287. Alfons Scultz, Drei Jahre in der Nachrichtenzentrael des Führerhaupquartiers (Stein am Rhein, 1997), 2nd ed.
288. 'An einem Morgan, es muss so um Miite Mai gewesen sein, kam Walter Meiendresch, der auch zu "unserem Kreis gehört, totenbleich von seinem Nachtdienst. Er übergab sich mehmals, und wir dachten, er wäre ernstlich erkrankt. Für mehrere Tage war er tatsächlich dienstunfähig. Erst am zweiten oder dritten Tag kam Dr. Fliegener hinter die Ursachen dieses plötzlichen Kollapses. Walter war nämlich von Natur aus sehr robust und widerstandsfähig.
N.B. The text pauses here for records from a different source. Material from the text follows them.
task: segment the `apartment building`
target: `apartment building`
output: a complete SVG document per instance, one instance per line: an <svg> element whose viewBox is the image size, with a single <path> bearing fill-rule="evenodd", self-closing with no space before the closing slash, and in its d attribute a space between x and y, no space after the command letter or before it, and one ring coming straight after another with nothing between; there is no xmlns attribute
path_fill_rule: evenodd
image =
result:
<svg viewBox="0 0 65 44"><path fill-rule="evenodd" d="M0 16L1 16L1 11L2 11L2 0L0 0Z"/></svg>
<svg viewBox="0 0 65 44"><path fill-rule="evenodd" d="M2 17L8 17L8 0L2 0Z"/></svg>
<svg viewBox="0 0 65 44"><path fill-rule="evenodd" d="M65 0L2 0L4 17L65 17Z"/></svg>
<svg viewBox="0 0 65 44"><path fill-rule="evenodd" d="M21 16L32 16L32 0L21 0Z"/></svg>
In der fraglichen Nacht hatte er ein Gespräch zwischen Himmler und Bormann mitgehört. In diesem brachte der Reichsführer SS dem Reichsleiter Bormann eine "erfreuliche Nachricht aus Auschwitz", wie er sagte, für den Führer. Wieder seien, ganz plangemäß, dort 20,000 Juden "liquidert", "ah", verbesserte er sich umgehend, "evakuiert" worden./ Bormann habe ihn daraufhim wütend angefahren und scharf darauf hingewiesen, dass solche Meldungen, wie ausgemacht, nur schriftlich durch Kuriere, gestellt von Offizieren der SS, ihm persönlich zur Weiterleitung an den Führer zugesstellt werden dürften. Er verbat sich energisch jegliche weitere Benachrichtung über dieses Thema auf anderen Wegen./ Zum ersten Mal drang von diesem Massenmord etwas in die Ahnungslosigkeit, die selbst in unserer Nachrichtungszentrale über dieses Thema herrschte./ Wir beschränkten allerdings aus Sicherheitsgründen den Mitwisserkreis über dieses abgehörte Gespäch auf unseren engsten Kern./ Mit Ausnahme von Walter Meiendresch, der einfach nicht mehr imstande war, Gespräche mitzuhören, versuchten wir, Näheres darüber in Erfahrung zu bringen. Vergebens./Nur von Staabsoffizieren des OKHs deuteten einige, die, wie wir später herausstellen sollte, als Mitverschwörer beim Aattentat 1944 gehenkt wurden, höheren Offizieren im FHQ, denen sie anscheinend vertrauen konnten, einiges darüber an. Sie wiesen auf Gerüchte hin, die ihnen von Regiments- und auch verlässlichen Divisionskommandeuren vertraulich, und nicht auf dem Dienstwege, zugegangen waren. Diese sprachen vom Massenmord an Juden and anderen "Unerwünschten". Konkrete Fakten kannte aber niemand. Nach dem, was wir heute darüber wissen, scheint es auch für einen, der nicht zur SS gehörte, kaum mölich gewesen zu sein, etwas Näheres zu erfahren.' (Schultz, pp.98-9).
289. 'Im Haupquartier sah dann alles andes aus. Wir mussten im Vorzimmer warten. Der Bürooffizier sagte, der Feldmarshall unterhandle mit einem Vermittler Hitlers. Kluge habe nämlich dem Führer gedroht, im seinen Marschallstab zurückzusenden, weil die SS jüdische Männer und Frauen aus Minsk hinausgetrieben, auf einer Waldwiese nackt ausgezogen, Kopf- und Geschlechtshaare mit Benzin übergossen und sie angezündet habe. [...] Endlich ging Hitlers Abgesandter, ein SS Führer, der uns streng grüsste'. Gerd Schmückle, Ohne Pauken und Trompeten, Errinerung an Krieg und Frieden (Stuttgart, 1982), p. 54-55.